The communications offensive on the Banjul Rehabilitation Project, which is about to be launched on Gambians in few hours to come, could be avoided.
Government spokesperson Ebrima Sankareh is expected to lead a pack of Cabinet ministers, Permanent Secretaries and senior government officials in a communications blitz against Gambians on the badly botched city improvement project.
Meanwhile, the Barrow government is still trying to come to terms with the embarrassment caused to it by the disastrous failure of the Banjul Rehabilitation Project.
Indeed, an embarrassment in a bigger, worst package because President Adama Barrow has always pounded his chest that the project was his ‘legacy project’.
So, as an embarrassment mitigating measure government wants to gather journalists at the Sir DK Jawara Conference Centre later today to tell them things government would want them to accept.
However, what many Gambians knew about the Banjul Rehabilitation Project is that it’s a political project that was not clearly thought-out.
It’s not futuristic!
Since at the outset, several voices of criticism have been raised over the transparency of the contract for the works as well as the expertise of the contractor -Gai Company but these voices never bothered the Barrow government.

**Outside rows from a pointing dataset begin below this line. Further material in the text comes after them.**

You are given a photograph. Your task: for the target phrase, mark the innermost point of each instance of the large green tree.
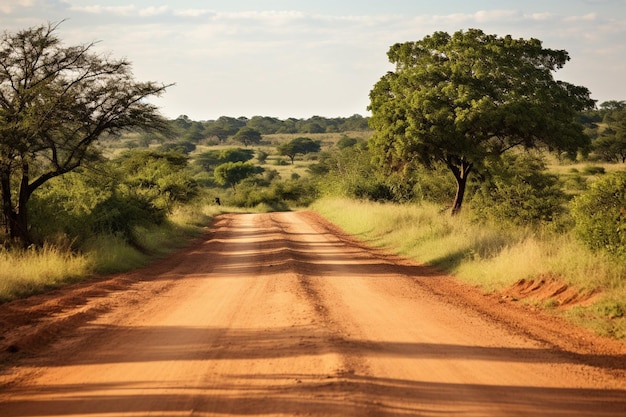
(55, 103)
(248, 136)
(462, 99)
(298, 146)
(232, 173)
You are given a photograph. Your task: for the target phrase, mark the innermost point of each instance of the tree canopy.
(55, 102)
(462, 99)
(297, 146)
(248, 136)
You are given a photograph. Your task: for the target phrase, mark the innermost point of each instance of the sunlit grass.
(25, 272)
(489, 257)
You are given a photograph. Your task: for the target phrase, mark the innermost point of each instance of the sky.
(298, 58)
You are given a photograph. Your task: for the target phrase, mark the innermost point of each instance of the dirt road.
(278, 315)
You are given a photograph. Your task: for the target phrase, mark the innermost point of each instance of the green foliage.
(275, 196)
(158, 177)
(68, 97)
(184, 147)
(600, 214)
(346, 142)
(464, 98)
(593, 170)
(232, 173)
(298, 146)
(248, 136)
(518, 190)
(138, 189)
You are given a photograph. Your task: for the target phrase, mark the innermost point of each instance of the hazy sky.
(297, 58)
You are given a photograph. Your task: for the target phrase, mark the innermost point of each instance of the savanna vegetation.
(94, 180)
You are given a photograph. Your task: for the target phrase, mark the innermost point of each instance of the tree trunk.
(461, 173)
(16, 218)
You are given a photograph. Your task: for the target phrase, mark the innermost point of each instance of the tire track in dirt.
(282, 314)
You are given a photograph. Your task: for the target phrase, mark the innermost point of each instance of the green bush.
(600, 214)
(518, 190)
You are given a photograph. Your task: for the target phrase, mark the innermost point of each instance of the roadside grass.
(490, 257)
(30, 271)
(36, 270)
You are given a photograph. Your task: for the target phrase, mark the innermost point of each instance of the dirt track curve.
(281, 315)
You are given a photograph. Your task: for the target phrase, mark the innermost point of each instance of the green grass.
(26, 272)
(32, 271)
(489, 257)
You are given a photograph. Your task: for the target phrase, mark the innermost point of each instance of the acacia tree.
(298, 146)
(248, 136)
(462, 99)
(55, 103)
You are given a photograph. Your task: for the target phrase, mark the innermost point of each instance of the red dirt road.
(280, 315)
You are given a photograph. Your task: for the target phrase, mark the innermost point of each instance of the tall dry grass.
(26, 272)
(491, 258)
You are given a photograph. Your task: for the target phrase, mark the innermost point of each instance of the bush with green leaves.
(600, 214)
(137, 189)
(518, 190)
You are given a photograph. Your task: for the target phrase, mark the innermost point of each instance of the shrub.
(600, 214)
(519, 191)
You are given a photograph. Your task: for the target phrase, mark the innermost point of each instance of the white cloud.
(116, 10)
(154, 11)
(8, 6)
(590, 17)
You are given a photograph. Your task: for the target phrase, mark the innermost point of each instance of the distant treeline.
(225, 126)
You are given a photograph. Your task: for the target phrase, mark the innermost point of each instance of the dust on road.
(280, 315)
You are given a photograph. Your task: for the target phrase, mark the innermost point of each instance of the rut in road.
(275, 314)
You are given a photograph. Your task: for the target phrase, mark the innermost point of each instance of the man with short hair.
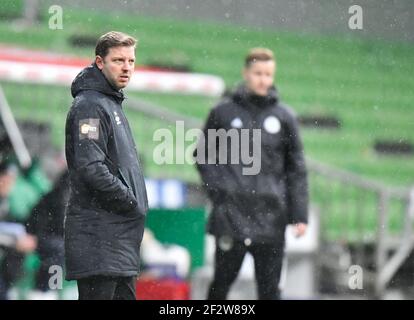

Contracts of such scale requires proper vetting and strict processes to ensure value for money.
A contract of over D1bn must not be awarded without digging into the track record of the awardee.
Some of the things Gambians would want to know include but not confined to:why was the contract given to Gai Construction Company without looking at its track record, the fate of the D1bn of tax payers money invested in the project and the tax exemption it enjoyed.
This project is a classic case of how an ill-conceived, mafia-driven, and illicit money-making public works investment is pushed as an agenda for personal enrichment. Everything about the Banjul project is wrong.